I recognize that Geisler is a soft-determinist because I have read a multi-view book on predestination and free will that Geisler has contributed to. There are slight differences in our theology, but this did not deter me from reading this book. I wanted to read his perspective, and will soon read many other perspectives. There is great value in reading what others think; it helps to refine one’s thinking and theology. I respect Geisler as an authority on the Bible, theology, and apologetics; he has written many books. It would be foolish to neglect a theodicy from such a respected and prolific Christian writer.

Geisler included in his theodicy a chapter discussing hell. I appreciate that he has chosen to write about hell. The idea of hell is not comfortable to think about, but as we discuss theology and theodicy we cannot avoid hell. There are those who consider hell too great a punishment and many reject God on this basis. There is no perfect theodicy, but a theodicy is best developed when hell is taken into consideration. Hell is suffering. The book included a chapter explaining inclusivism and exclusivism, these are also very important when developing a theodicy. Even though theodicy attempts to explain the reality of a benevolent God and evil, one cannot deny that there is a necessary explanation for how God relates to people in the process of our lives.

Despite Geisler’s efforts to write comprehensively he failed to develop a view on the suffering of Christ and the evil that took place at his trial and sacrifice. A theodicy is incomplete when it excludes the suffering of Christ. I believe the compassionate movement of God, and the suffering of Christ is foundational for a theodicy.

As I expected Geisler slightly contradicts himself, this happens as a result of his soft-determinism.
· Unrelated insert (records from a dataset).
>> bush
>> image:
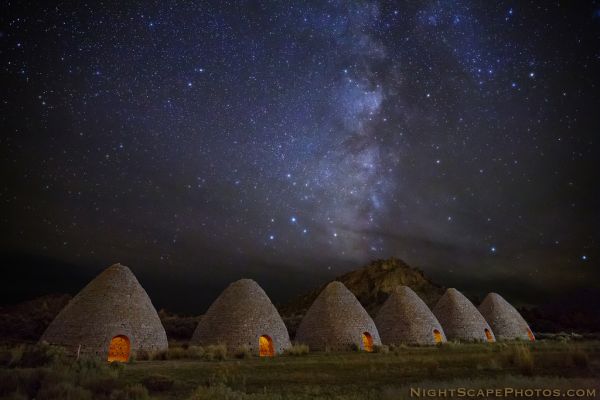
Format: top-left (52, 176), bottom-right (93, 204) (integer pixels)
top-left (83, 376), bottom-right (123, 396)
top-left (151, 350), bottom-right (169, 361)
top-left (283, 344), bottom-right (309, 356)
top-left (187, 346), bottom-right (205, 359)
top-left (233, 346), bottom-right (252, 359)
top-left (204, 344), bottom-right (227, 361)
top-left (109, 384), bottom-right (151, 400)
top-left (167, 347), bottom-right (187, 359)
top-left (372, 345), bottom-right (389, 354)
top-left (6, 344), bottom-right (67, 368)
top-left (439, 341), bottom-right (460, 351)
top-left (188, 383), bottom-right (243, 400)
top-left (9, 368), bottom-right (45, 398)
top-left (36, 381), bottom-right (93, 400)
top-left (147, 345), bottom-right (228, 361)
top-left (389, 344), bottom-right (409, 354)
top-left (6, 346), bottom-right (24, 367)
top-left (0, 347), bottom-right (133, 400)
top-left (141, 375), bottom-right (174, 392)
top-left (507, 345), bottom-right (534, 376)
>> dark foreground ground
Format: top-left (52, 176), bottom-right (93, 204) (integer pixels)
top-left (1, 340), bottom-right (599, 399)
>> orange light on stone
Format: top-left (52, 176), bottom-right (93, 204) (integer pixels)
top-left (433, 329), bottom-right (443, 344)
top-left (259, 335), bottom-right (274, 357)
top-left (107, 335), bottom-right (130, 362)
top-left (484, 329), bottom-right (494, 343)
top-left (527, 328), bottom-right (535, 341)
top-left (361, 332), bottom-right (373, 352)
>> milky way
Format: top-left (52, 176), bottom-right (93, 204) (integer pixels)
top-left (2, 1), bottom-right (599, 311)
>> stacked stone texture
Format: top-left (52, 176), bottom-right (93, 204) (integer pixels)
top-left (432, 288), bottom-right (495, 342)
top-left (40, 263), bottom-right (168, 358)
top-left (478, 293), bottom-right (534, 341)
top-left (375, 286), bottom-right (447, 345)
top-left (295, 281), bottom-right (381, 351)
top-left (190, 279), bottom-right (291, 355)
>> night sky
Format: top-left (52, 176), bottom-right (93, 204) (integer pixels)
top-left (2, 1), bottom-right (599, 312)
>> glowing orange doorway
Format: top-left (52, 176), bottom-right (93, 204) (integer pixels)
top-left (361, 332), bottom-right (373, 352)
top-left (107, 335), bottom-right (130, 362)
top-left (527, 328), bottom-right (535, 341)
top-left (259, 335), bottom-right (274, 357)
top-left (484, 329), bottom-right (494, 343)
top-left (433, 329), bottom-right (443, 344)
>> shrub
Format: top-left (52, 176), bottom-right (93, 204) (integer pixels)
top-left (372, 344), bottom-right (389, 354)
top-left (6, 344), bottom-right (67, 368)
top-left (389, 344), bottom-right (408, 354)
top-left (36, 381), bottom-right (93, 400)
top-left (7, 346), bottom-right (24, 367)
top-left (151, 350), bottom-right (169, 361)
top-left (508, 345), bottom-right (534, 376)
top-left (141, 375), bottom-right (174, 392)
top-left (72, 356), bottom-right (118, 381)
top-left (283, 344), bottom-right (309, 356)
top-left (187, 346), bottom-right (205, 359)
top-left (188, 383), bottom-right (243, 400)
top-left (109, 360), bottom-right (125, 372)
top-left (83, 376), bottom-right (123, 396)
top-left (167, 347), bottom-right (187, 359)
top-left (233, 346), bottom-right (252, 359)
top-left (439, 341), bottom-right (460, 351)
top-left (0, 346), bottom-right (135, 400)
top-left (204, 344), bottom-right (227, 361)
top-left (109, 384), bottom-right (151, 400)
top-left (12, 368), bottom-right (45, 398)
top-left (349, 343), bottom-right (360, 352)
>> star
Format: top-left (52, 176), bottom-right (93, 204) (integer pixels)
top-left (2, 0), bottom-right (597, 314)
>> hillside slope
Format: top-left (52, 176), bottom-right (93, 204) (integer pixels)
top-left (0, 294), bottom-right (71, 343)
top-left (279, 257), bottom-right (445, 336)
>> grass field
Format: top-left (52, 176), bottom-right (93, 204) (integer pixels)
top-left (1, 341), bottom-right (599, 399)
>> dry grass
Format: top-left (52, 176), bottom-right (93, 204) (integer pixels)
top-left (233, 346), bottom-right (253, 359)
top-left (506, 344), bottom-right (534, 375)
top-left (283, 343), bottom-right (309, 356)
top-left (0, 340), bottom-right (598, 399)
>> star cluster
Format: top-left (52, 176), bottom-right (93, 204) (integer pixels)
top-left (1, 1), bottom-right (599, 310)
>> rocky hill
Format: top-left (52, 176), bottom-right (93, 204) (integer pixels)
top-left (279, 257), bottom-right (445, 336)
top-left (0, 293), bottom-right (71, 344)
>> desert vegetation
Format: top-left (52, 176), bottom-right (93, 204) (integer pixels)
top-left (0, 339), bottom-right (598, 399)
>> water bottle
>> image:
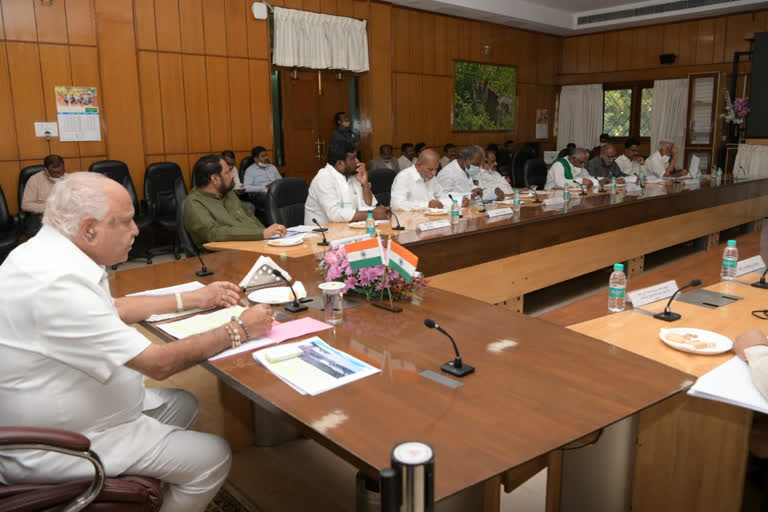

He wants to avoid blaming God as the source for evil; in fact he does this by attributing suffering to the fall of Satan and man. Yet, he also writes, “God has a good purpose for everything He does or permits. Hence we know for sure that there is a good purpose for all suffering – including the apparently unjust or innocent kinds.” (P49) Geisler is advocating a greater good theodicy, a theodicy, that at the moment I am unwilling to accept, as it is currently defined. He also suggests that all of God’s creation was perfect at the moment of creation. This claim I refute based upon the reality that God is the only Perfect Being. Perfection is one attribute that God did not share when He created man in His own image. This may be a matter of semantics, however I affirm what Scriptures say about God’s creation of man, very good.

As I begin the development of my own theodicy I am encouraged to see that even scholars neglect some necessary truths. Books are tools in my toolbox; I am blessed with another tool. Overall this book is a great resource; even though Geisler and I differ in some areas I also recognize that I have much to learn. As I consider what others write my own views are challenged. It was refreshing to read a book that did not include so much philosophical and theological jargon. Many authors write their theodicy in a complicated manner and as a result I am mentally exhausted. I did not feel overwhelmed as I read Geisler’s book, and I am glad that he simplified the material in such a way that one does not have to be a scholar to understand the material.

Geisler, Norman L. If God, Why Evil? Minneapolis, Minnesota: Bethany House Publishers, 2011.